I also had an incompetent dad. He was paying attention to my sister more because she was in scouts. When we found out that I had MD, he hated me. The last couple of years he was with us, he treated me like crap. With my sister, it was a father and daughter thing. She’d go fishing with him, he would never ask me. I didn’t mind much because I’d just sit on the boat and eat Doritos.
Eventually, when he left I felt that I had to be the man of the house. I grew up quite fast and started helping my mom. My dad stole a lot of money from my family and my sister and I no longer had a college fund. He disappeared for awhile. Once he got into contact with us and I spent a whole day with him. It was the first time in my whole life I was able to spend a day with him. 6 weeks later, he calls my mum and asks for money to go to Vancouver. We sent him money and he left. We didn’t hear from him anymore.
Have you grown from those experiences of bullying?
Yes, I’ve become much tougher. I try and stand up to people or for people when they can’t stand up for themselves.
Have you always had good grades in high school?
No. That would be as a result of dyslexia, bullying and a lot of factors. My French suffered most. I can’t read it and eventually in the exams, my teacher would help me out and allow me to rewrite my answers.
It sounds like you have gotten to a better place in your life. You have chosen film as a career and worked through your dyslexia.
I honestly believe that people look at me and think that I’m normal. But everyone has a problem with them that you can’t see. Don’t judge a book by its cover. People with MD Beckers, they struggle to get around doing physical things.
Can that message be translated to employers?
I’d like them to understand that just because someone has a disability, it does not mean that they won’t work as hard or harder than others who don’t. I’m a hard worker. I wish employers can see that, but they don’t. They are too worried about their money and I understand that because of the economic pressures.
So what would be an ideal situation then?
To stop worrying about money and to think about how we can improve the next generation, there are other people out there who can make a difference. They can show society and teach them more about this disease. MD is not as popular or known and it’s not making much money in research. People need to understand that every disability is serious and every person with it has to be recognized.
What are your next directions then, for 2015?
Finish my series. This year we are supposed to do 5 short films and a feature and hopefully 2 of them will go to a film festival. I ultimately need a job. I want to expand my company and be able to support that. It won’t be big but I want it to be an indie film company that will be good and not about making money. You don’t need to watch zombies to be entertained by post-apocalyptic things. I’ll give you something new, it’s got sci-fi, it’s got apocalyptic stuff, and it’s also got drama – that’s three genres in one.

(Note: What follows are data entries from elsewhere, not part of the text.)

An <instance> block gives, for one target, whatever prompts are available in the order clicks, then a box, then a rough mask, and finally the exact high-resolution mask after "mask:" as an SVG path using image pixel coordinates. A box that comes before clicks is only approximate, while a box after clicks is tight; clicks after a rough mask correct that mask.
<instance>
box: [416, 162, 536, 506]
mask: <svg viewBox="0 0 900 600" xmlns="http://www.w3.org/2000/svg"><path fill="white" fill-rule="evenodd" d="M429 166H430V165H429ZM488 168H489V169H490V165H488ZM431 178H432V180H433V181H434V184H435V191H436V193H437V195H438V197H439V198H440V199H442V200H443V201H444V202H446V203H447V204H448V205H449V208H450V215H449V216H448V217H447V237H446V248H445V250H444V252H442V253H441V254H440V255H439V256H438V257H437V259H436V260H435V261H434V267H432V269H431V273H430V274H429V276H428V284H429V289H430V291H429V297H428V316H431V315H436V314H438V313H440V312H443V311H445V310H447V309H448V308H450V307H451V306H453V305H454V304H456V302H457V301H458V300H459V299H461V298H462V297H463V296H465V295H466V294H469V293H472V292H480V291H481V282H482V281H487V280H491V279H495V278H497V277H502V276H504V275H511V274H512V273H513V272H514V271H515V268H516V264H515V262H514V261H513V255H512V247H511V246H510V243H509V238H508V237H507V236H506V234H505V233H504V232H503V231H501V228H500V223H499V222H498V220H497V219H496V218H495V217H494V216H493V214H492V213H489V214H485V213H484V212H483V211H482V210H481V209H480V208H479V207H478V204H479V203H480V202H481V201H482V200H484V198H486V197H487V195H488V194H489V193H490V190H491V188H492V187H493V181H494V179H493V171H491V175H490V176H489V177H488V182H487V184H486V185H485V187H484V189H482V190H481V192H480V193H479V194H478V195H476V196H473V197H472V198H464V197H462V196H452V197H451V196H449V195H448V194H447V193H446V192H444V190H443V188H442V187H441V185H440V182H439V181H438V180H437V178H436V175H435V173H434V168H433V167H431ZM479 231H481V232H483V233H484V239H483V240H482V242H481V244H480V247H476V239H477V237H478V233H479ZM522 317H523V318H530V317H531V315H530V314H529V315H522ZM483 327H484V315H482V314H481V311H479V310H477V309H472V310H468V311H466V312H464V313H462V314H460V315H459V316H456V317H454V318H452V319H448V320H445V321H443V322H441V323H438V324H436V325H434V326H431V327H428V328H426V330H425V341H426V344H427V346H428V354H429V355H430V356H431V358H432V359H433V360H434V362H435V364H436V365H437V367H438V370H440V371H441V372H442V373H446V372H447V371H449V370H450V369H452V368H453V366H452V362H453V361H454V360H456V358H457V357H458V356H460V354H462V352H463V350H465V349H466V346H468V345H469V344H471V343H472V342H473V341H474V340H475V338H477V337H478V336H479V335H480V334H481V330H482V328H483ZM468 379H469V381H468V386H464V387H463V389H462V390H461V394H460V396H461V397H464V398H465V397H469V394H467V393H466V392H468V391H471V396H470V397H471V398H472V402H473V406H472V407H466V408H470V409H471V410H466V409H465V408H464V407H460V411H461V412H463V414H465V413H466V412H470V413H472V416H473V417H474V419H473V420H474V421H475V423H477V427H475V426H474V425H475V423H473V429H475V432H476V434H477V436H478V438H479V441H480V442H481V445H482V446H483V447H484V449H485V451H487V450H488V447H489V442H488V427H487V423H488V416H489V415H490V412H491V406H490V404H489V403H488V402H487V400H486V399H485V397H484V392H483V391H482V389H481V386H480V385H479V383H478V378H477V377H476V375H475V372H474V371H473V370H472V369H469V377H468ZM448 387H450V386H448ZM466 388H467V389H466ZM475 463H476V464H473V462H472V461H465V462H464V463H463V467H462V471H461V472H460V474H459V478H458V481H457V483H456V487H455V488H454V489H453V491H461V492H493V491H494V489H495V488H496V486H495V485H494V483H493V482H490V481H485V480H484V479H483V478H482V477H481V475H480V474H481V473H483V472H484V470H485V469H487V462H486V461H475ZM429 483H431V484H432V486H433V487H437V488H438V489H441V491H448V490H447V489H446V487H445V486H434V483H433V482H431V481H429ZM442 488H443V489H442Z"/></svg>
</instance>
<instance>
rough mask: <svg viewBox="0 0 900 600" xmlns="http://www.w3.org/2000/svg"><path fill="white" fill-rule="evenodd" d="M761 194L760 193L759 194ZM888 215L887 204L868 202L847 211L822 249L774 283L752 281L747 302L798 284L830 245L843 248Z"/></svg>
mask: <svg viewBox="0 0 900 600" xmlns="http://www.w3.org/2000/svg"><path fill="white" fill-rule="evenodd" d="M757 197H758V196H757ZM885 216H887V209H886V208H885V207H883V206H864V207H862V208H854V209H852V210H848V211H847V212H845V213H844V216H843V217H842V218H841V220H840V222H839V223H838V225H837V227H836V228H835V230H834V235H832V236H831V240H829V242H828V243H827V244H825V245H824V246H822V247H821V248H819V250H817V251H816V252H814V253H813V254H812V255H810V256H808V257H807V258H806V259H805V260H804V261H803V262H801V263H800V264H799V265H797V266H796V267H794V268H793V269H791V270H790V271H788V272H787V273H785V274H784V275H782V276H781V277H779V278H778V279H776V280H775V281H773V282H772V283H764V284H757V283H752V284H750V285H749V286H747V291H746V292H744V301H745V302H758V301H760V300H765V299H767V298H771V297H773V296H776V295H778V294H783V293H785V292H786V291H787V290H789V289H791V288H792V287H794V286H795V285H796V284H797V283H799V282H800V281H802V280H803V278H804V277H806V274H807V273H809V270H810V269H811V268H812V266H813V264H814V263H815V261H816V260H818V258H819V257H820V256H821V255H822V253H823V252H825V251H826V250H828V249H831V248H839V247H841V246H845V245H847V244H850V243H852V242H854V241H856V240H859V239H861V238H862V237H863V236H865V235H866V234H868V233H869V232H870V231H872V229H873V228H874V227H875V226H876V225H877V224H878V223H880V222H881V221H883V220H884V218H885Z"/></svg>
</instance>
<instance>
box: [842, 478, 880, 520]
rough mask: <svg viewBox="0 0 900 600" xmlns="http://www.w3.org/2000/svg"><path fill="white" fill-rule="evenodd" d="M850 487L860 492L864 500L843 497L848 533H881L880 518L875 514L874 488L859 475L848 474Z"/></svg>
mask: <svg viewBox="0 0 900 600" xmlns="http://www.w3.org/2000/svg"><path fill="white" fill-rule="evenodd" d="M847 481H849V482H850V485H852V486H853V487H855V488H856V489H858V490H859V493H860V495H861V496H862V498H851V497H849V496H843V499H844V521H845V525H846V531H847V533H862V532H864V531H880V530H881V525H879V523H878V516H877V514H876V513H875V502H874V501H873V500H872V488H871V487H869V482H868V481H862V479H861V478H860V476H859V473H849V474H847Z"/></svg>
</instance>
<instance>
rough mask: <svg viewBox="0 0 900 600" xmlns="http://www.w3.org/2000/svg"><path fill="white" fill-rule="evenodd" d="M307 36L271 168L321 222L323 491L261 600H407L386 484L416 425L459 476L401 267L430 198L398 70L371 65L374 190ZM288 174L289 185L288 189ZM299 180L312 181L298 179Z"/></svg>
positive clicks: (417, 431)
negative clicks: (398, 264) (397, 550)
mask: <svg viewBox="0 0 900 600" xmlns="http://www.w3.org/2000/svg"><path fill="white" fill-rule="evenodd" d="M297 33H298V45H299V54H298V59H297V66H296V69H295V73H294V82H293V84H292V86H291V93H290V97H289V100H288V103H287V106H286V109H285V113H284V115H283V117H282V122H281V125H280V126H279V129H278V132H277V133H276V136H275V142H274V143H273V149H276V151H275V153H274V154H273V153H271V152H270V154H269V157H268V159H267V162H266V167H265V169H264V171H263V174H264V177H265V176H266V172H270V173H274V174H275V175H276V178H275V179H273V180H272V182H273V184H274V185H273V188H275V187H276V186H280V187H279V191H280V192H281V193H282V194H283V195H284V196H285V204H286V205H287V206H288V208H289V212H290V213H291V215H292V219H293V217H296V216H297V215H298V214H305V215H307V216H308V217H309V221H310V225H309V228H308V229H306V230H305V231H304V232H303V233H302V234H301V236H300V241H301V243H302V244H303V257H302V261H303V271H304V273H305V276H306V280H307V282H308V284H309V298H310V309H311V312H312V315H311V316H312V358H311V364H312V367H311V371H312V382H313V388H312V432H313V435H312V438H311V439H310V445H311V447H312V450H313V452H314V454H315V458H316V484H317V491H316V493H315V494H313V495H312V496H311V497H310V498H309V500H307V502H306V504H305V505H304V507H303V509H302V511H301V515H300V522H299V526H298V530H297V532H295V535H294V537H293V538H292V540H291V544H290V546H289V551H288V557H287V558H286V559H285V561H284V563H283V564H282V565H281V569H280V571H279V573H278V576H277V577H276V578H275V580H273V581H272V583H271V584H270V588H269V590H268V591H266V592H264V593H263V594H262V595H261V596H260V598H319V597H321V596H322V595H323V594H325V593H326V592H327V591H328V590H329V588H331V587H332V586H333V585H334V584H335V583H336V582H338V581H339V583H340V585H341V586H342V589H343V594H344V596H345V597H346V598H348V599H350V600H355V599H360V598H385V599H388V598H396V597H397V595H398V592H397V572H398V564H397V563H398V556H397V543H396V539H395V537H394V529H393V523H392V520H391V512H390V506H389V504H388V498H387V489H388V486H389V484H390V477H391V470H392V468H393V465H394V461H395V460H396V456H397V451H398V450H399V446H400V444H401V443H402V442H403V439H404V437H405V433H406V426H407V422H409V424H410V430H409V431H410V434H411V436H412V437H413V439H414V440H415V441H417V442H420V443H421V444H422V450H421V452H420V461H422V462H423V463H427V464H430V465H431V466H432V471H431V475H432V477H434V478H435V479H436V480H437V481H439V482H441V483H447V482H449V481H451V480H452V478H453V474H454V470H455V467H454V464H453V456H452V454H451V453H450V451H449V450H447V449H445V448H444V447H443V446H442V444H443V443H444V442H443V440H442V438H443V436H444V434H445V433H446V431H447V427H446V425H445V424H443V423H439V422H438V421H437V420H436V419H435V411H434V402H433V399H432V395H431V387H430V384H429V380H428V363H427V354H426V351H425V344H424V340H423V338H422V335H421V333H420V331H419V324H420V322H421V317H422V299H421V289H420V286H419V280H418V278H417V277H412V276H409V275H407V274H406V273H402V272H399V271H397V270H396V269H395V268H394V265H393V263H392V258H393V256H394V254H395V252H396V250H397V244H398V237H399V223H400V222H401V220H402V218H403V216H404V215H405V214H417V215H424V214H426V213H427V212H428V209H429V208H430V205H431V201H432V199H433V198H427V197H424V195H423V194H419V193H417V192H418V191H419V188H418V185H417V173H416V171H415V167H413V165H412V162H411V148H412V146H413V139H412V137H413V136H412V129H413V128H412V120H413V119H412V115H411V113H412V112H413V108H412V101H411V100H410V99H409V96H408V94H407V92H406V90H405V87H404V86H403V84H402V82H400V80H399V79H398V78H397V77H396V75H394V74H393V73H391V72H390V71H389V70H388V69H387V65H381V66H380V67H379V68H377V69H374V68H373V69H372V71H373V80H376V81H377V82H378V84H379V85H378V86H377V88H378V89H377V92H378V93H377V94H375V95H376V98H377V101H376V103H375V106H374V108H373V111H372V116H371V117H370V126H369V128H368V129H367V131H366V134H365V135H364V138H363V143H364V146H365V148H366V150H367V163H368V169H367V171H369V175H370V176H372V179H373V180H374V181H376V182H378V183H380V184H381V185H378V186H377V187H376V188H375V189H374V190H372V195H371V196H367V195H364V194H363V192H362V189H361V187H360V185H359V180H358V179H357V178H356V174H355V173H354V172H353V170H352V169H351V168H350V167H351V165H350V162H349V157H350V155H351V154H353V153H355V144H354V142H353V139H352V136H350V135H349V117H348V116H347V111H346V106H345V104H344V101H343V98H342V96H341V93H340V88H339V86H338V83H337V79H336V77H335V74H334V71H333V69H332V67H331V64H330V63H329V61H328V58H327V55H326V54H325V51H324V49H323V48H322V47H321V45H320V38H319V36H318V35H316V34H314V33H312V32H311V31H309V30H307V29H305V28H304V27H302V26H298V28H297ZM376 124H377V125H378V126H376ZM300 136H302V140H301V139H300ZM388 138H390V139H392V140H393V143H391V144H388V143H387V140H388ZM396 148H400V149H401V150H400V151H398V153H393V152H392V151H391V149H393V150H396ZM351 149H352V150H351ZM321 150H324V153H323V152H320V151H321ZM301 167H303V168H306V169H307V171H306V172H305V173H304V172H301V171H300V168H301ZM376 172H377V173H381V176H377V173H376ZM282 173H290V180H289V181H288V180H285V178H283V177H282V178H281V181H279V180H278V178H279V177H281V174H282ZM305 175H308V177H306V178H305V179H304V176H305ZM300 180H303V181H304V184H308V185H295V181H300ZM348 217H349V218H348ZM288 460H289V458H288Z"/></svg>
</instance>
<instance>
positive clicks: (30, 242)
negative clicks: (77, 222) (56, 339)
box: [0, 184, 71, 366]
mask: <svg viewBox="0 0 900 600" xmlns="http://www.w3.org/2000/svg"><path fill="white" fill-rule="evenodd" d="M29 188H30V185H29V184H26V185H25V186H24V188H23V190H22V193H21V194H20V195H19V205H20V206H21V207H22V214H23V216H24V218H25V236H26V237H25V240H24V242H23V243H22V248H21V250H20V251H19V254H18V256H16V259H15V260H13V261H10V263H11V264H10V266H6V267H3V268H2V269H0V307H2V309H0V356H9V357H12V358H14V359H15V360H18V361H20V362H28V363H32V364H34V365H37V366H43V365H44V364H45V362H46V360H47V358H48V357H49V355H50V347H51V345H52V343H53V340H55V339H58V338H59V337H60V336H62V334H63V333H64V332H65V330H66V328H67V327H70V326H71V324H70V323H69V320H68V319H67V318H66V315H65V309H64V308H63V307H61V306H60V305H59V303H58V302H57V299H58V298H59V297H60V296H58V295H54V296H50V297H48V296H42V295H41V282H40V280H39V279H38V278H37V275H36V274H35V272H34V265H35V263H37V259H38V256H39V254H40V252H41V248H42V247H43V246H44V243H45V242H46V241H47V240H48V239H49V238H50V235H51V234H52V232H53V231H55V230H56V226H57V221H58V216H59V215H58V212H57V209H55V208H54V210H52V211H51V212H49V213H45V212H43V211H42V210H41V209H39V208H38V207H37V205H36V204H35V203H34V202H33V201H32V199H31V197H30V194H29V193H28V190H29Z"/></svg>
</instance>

Muscular Dystrophy is experienced in a range of ways and AJ’s MD was just one of many types of MD that we discussed today. His is seemingly less severe, though it became obvious in our conversation that MD Becker’s has had repercussions for AJ’s employment, his childhood and networks. AJ reminds us that it is not so easy for governments to neatly package disabilities and grant benefits accordingly. All disabilities require government assistance. Whilst governments poorly provide recognition, social attitudes towards AJ reveal that his disability does affect his quality of life.
AJ continued to talk passionately about film and his developments in his series. His enthusiasm of pushing forward in life left him with barely a moment to take a breath in the conversation. Having many goals underway, AJ is determined to pursue his dreams without mundane obstacles stopping him. It is clear that no measly attacks from employers and networks and certainly no Charlie’s Horse, would prevent AJ from becoming an independent film director who demands nothing less than respect from others.